With the high rate of acceptance in PDG and pre-natal testing to eliminate congenital conditions, it is likely that technologies such as Crispr-Cas9 will be embraced by the community. Often, new technologies in healthcare are introduced in a capacity to save and preserve life, but are also utilized for personal desires and wants, thus resulting in ethical implications (Pang 2016, 59). Wants and desires are often perceived as individual rights regardless of ethical concerns or consequences. Furthermore, the prospect of designer babies is not only normalized, but made fashionable by contemporary society celebrities opting for embryo screening.
In 2016, popular culture celebrity Chrissy Teigen admitted to choosing the sex of her child by instructing the doctor to implant her with a female embryo (Praderio 2018, 1). The process of determining the sex of the child was achieved through PDG. While critics questioned the ethics of such a decision, the celebrity also received support in that her decision was harmless and to an extent her right to determine which embryo she wanted implanted. While Teigen might not have been endorsing such a decision, nonetheless, she normalizes and rationalizes the decision. Once society rationalizes the process as normal and a right, then it obscures ethical considerations and progresses the reality towards designer babies.
The reality of designer babies is that they will dehumanize all people by creating system of acceptance based on desired or acceptable features, skills, and capabilities. Designer babies not only dehumanize those born of natural births and those born with defects, but also the designer baby itself. Therefore, it is important not only for the populace, but more so for healthcare professionals to uphold ethical practices and ensure that technologies intended to improve healthcare are not exploited in fulfilling personal desire and wants with potentially drastic consequences.
It is agreeable that healthcare is a personal issue and a right that should be afforded to all persons. However, personal and subjective preferences should not be mistaken for rights, especially in reproductive healthcare. It is important to remember that the process of selection offered by technologies in designing babies is inclusive of eliminations, prejudice and discrimination. The designer baby neither improves the quality of life nor the prospects of humanity. Rather, the designer baby commences a process of dehumanization that determines who qualifies to be human, and in the process, determines who deserves to be treated as a human.
Fogel, Hart. 2017. “Gene Editing: An Interview with Henry T. Greely”. Harvard Health Policy Review. September 15, 2017.
Green, Ronald M. Babies by Design.
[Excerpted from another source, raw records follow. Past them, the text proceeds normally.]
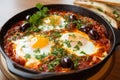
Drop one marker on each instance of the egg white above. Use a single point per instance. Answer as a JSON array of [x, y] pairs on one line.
[[24, 45]]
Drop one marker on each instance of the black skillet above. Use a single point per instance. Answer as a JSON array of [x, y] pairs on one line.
[[113, 35]]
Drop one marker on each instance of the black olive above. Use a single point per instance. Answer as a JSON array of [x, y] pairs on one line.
[[72, 17], [66, 62], [85, 28], [24, 26], [93, 35], [27, 17]]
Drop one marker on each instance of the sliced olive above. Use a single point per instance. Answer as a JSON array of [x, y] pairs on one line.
[[27, 17], [93, 35], [72, 17], [66, 62], [24, 26], [85, 28]]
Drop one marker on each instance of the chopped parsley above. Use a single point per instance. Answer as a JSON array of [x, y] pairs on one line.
[[40, 57], [76, 61], [52, 64], [116, 14], [79, 43], [67, 42], [37, 50], [72, 35], [78, 23], [76, 47], [82, 52], [36, 18], [99, 9], [27, 56]]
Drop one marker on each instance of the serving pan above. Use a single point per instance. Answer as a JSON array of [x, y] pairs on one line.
[[113, 35]]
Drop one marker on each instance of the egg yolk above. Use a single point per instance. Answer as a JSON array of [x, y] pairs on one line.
[[53, 20], [41, 42]]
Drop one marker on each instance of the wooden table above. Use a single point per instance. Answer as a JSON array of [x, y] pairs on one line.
[[9, 8]]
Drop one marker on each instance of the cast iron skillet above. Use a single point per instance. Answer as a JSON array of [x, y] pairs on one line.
[[113, 35]]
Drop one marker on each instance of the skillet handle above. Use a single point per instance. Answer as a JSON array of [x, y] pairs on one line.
[[117, 36], [27, 74]]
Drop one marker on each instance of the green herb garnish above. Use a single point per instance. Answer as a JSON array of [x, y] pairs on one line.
[[36, 18], [82, 52], [76, 47], [99, 9], [116, 14], [27, 56], [40, 57], [67, 43], [79, 43], [37, 50]]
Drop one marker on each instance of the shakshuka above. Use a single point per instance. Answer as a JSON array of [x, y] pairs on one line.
[[56, 41]]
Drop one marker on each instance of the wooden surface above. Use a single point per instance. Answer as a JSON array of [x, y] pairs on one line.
[[9, 8]]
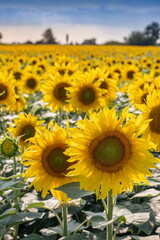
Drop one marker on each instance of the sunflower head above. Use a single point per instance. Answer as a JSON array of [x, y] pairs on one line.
[[48, 163], [25, 128], [8, 147], [109, 152]]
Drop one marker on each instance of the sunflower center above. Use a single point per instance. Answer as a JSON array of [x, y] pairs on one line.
[[27, 131], [3, 91], [17, 75], [57, 160], [155, 123], [31, 83], [130, 74], [60, 92], [8, 147], [144, 98], [87, 96], [109, 151], [104, 85]]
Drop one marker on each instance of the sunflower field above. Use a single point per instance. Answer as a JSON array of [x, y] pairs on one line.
[[79, 142]]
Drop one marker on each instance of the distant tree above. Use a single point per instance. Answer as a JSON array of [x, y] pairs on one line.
[[28, 42], [112, 42], [48, 37], [91, 41], [1, 36], [136, 38], [152, 32], [67, 38]]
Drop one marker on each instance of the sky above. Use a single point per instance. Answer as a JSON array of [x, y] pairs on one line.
[[22, 20]]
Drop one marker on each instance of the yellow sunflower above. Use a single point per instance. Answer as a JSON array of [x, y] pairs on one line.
[[55, 93], [86, 95], [24, 127], [47, 162], [31, 82], [7, 93], [109, 152], [151, 110]]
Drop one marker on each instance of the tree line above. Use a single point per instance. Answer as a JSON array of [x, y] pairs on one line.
[[149, 36]]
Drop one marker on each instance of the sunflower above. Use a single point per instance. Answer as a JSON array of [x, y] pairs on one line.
[[151, 110], [109, 152], [31, 82], [7, 93], [55, 93], [24, 128], [85, 95], [47, 162]]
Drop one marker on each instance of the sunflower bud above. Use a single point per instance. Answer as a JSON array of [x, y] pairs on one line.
[[8, 147]]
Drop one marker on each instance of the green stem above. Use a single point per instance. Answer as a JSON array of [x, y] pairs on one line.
[[14, 166], [15, 197], [65, 223], [110, 215], [86, 220], [58, 218], [115, 233]]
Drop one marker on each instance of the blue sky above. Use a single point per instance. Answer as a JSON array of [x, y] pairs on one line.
[[101, 19]]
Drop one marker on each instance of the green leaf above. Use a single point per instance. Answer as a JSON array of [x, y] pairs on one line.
[[76, 236], [35, 205], [11, 185], [147, 193], [11, 177], [7, 213], [33, 236], [73, 190], [120, 219], [18, 218], [2, 229], [137, 218]]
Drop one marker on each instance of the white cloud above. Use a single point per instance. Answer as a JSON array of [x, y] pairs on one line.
[[77, 33], [133, 9]]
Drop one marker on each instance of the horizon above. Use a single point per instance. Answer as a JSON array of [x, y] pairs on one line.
[[102, 20]]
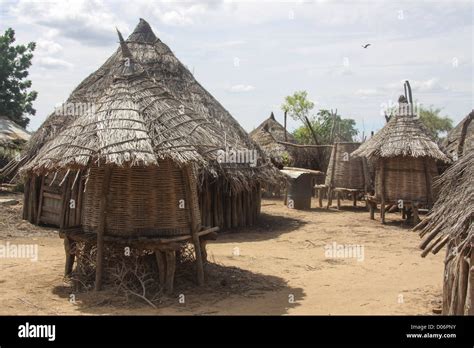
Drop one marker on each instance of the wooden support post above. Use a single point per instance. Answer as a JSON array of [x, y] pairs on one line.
[[170, 270], [40, 205], [382, 193], [329, 202], [68, 248], [102, 227], [194, 227], [161, 262], [416, 216]]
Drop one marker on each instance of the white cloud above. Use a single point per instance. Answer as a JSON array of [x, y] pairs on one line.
[[241, 88], [47, 47], [52, 63], [368, 92]]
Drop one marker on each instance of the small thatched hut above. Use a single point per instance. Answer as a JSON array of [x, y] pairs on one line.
[[405, 158], [460, 138], [268, 135], [12, 139], [346, 174], [450, 223], [141, 153]]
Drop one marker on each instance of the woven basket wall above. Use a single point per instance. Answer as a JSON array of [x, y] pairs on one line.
[[142, 201], [406, 178], [348, 170]]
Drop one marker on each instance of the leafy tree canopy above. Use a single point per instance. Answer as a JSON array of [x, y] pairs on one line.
[[15, 100]]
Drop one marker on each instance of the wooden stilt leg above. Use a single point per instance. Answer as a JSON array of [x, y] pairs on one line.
[[102, 228], [382, 212], [170, 269], [68, 248], [203, 250], [161, 262], [329, 198], [416, 217]]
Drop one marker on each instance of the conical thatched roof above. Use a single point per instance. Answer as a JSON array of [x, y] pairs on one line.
[[274, 128], [452, 214], [268, 134], [140, 106], [403, 135], [456, 136]]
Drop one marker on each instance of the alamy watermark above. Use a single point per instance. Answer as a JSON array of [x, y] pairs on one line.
[[19, 251], [344, 251], [231, 156], [74, 109], [391, 108]]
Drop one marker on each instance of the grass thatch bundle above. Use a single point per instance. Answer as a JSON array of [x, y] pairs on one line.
[[460, 138], [140, 106], [450, 222]]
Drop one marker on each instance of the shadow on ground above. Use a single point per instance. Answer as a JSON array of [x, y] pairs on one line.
[[268, 227], [248, 292]]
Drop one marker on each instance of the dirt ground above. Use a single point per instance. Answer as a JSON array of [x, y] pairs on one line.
[[278, 267]]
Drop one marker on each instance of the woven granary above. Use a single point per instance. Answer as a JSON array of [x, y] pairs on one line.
[[345, 174], [345, 171], [141, 155], [450, 223], [405, 158], [143, 108], [460, 138]]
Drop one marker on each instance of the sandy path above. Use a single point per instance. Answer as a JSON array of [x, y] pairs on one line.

New Haven: Yale University Press, 2007
Holt, Lynn. “Pre-implantation Genetic Diagnosis.” Journal of the American Academy of Pas, 24, no. 9 (2011): 63-65.
Pang, Ronald. K. “Designer Babies,” Obstetrics, Gynaecology & Reproductive Medicine, 26, no. 2 (2016): 59-60.
Praderio, Caroline. 2018. “Chrissy Teigen officially confirmed she’s having a boy, even though she’s known for months – here’s how”. January 29, 2018
Will, George. 2018. “The real Down syndrome problem: Accepting genocide.” The Washington Post. March 18, 2018.